PR is SCARED to go big and high concept anymore. PR wants to be safe and predictable, like Sentai. No innovations, no originality. Sentai takes an idea and milks it dry, all the while avoiding having to actually DO anything pertaining to that theme. This was less evident prior to the fall of the Japanese Action Club, but it got worse when Sentai was effectively reduced to "PR's Asian farm league." When Sentai existed primarily so Toei could make the REAL bucks off next year's PR adaptation.
Now when Sentai does something cool and new it's... Battlizers for the entire team. Emulating surface elements not from past Sentais or Tokus, but PR itself. All the while not understanding the underlying mechanics. Argh.
Man, I watch The Power Transfer, and awful as it was... The Abandoned Planet FELT like an abandoned Earth-like planet. Some shots of downtown LA, Dai footage of Serpentera attacking Tokyo, and assorted Roman statues all over the place. Just color tint it, and bam. Works. That's INSANE. This is the biggest difference between Sentai and PR. PR EMBRACES BEING AN AWFUL SYD AND MARTY KROFT SHOW, IT JUST DOES IT BALDFACED.
We deride Lost Galaxy (rightfully) for committing the cardinal sin of VR Troopers and going way the fuck too ambitious with the scope and scale in proportion to what the source material would allow, but dammit... They tried. And by the middle of the year they'd actually sold us on the implausibility of that gigantic space ark loaded with lots of generic locations to drop in Gingaman footage.

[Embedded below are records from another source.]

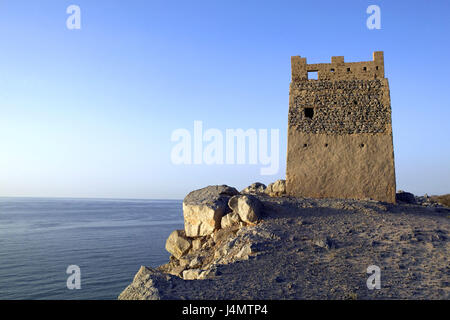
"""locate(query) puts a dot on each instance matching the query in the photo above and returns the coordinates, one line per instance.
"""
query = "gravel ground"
(320, 249)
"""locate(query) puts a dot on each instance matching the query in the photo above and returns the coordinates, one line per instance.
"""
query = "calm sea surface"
(108, 239)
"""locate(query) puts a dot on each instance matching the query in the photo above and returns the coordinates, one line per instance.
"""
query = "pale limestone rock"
(230, 220)
(203, 209)
(192, 274)
(276, 189)
(255, 188)
(178, 244)
(197, 243)
(247, 207)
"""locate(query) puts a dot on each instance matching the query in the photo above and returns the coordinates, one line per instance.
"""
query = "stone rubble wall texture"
(339, 131)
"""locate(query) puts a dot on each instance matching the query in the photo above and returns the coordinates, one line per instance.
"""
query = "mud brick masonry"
(340, 132)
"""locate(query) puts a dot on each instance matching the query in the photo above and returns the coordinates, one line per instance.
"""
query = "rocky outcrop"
(203, 209)
(178, 244)
(230, 220)
(307, 249)
(255, 188)
(276, 189)
(405, 197)
(247, 207)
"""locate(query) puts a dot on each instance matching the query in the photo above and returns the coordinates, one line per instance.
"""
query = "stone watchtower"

That doesn't mean it was a GOOD idea, but they'd still managed to convince us it was the location for this season. Were that PR could be that ballsy again.
There was a time when PR understood if you just teleported everywhere you didn't have to deal with shooting cumbersome transitions or drop-ins. You leeched some narrative tension out in exchange for introducing new and different kinds of conflict. You dealt with the giant expository device that was Zordon by making him a manipulative bastard who doled out all explanations in dollups only when the situation was truly dire.
PR used to not be afraid to just send the team off to another dimension as a function OF THE TELEPORTATION SYSTEM. "Oh, and you may or may not get back. Good luck." Now... You'd have to do some cumbersome explanation which eats up the whole first act to accomplish routine crap like "going to another dimension." PR didn't used to be afraid of how immense and busy its universe was. Billy casually tosses off a reference to "other evils we can fight" in Doomsday, without even being aware of Zedd. It was just IMPLICIT in this universe that there'd be other villains to fight, and we were only seeing one conflict in a much, much larger timeline.
PR used to have awe. It's not even that PR used to be good (although Clippy's Allstate parody IS hilarious), it's that PR used to be filled with awe at its own universe and the vast palate they were given to paint with. And now PR is just paint-by-numbers with stock patterns Toei provides.